ASSESSING THE SPACE AND TIME CORRELATION BETWEEN CO-CRBG RHYOLITES AND RHYOLITES OF THE HIGH LAVA PLAINS TREND IN EASTERN OREGON
The provinces have been interpreted as separate and distinct due to 1) lack of regional silicic centers with ages between the youngest CRBG (~15 Ma) and oldest HLP (~12 Ma) centers, and 2) the perception that nearly all co-CRBG rhyolites do not extend further west than 118°W. However, sparse existing age data, including centers we have dated, indicate silicic units within the eastern HLP, as far west as 120°W, possess ages >15 Ma, demonstrating the provinces spatially overlap. Examples include Horsehead Mountain (15.6 Ma), Swamp Creek (16.0 Ma), Donnelly Butte (15.5 Ma), and the Buchanan Rhyolite complex (16.1 Ma). Of the ~64 silicic centers in the study area (117–119°W and 42.7–44.6°N), ~25 are dated, leaving ~39 undated, most without published compositional data. This study and our other recent dating have produced 40Ar/39Ar ages of two Star Mountain units (11.0 Ma and 10.7 Ma) and ages within 16-15 Ma and 12-0 Ma elsewhere. Yet, with many centers undated, it is uncertain if the provinces temporally overlap. Compositionally, all 11 analyzed centers are rhyolite, including two mapped as South Fork Dacite (77 wt.% SiO2). Less evolved Star Mountain samples (0.29-0.63 Eu/Eu*) have higher Sr (60-179 ppm) and Ba (459-1456 ppm). All other centers contain <120 ppm Sr and <500 ppm Ba, except Dry Creek (81 ppm Sr; 2156 ppm Ba). Some centers (South Fork, Stockade Mountain, Mustang Butte, Iron Point, and Sacramento Butte) are highly evolved (≤0.11 Eu/Eu*), while rhyolites of Dry Creek, Saddle Butte, and an unnamed center are slightly less evolved (≥0.14 Eu/Eu*).

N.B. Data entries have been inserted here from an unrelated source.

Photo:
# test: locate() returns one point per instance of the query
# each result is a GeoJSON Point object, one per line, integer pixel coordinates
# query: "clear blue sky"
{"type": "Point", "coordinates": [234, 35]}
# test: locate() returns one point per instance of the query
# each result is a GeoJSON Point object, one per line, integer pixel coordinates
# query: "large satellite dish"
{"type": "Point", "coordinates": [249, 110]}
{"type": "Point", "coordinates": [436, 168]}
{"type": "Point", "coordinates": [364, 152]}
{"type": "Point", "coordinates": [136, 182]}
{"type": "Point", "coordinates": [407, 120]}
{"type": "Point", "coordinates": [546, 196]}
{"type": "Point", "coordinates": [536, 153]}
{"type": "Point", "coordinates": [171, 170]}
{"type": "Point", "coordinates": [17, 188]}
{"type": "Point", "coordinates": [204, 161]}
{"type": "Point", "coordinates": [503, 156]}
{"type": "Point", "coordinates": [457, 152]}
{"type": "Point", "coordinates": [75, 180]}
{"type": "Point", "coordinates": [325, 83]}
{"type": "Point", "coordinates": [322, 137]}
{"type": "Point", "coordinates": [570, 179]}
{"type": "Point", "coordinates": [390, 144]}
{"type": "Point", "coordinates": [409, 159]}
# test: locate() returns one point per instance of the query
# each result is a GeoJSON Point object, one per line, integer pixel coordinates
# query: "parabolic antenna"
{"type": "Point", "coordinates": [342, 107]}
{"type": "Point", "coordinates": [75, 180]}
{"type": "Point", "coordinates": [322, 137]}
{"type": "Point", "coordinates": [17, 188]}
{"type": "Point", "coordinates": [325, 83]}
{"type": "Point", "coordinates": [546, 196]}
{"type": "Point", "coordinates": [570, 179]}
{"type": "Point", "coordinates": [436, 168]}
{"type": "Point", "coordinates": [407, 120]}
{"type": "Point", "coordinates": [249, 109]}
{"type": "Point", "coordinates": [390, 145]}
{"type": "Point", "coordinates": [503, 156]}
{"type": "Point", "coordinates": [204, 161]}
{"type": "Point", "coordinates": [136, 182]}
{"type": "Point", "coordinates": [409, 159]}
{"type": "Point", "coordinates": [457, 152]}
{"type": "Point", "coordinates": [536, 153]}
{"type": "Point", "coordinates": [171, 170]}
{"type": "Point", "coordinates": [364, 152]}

This study aims to determine how co-CRBG and HLP province rhyolites are correlated in space and time. Without a complete geochemical and geochronological record of all silicic centers, it remains unclear whether the provinces are correlated or a result of separate, distinct phases in the regional volcanic history.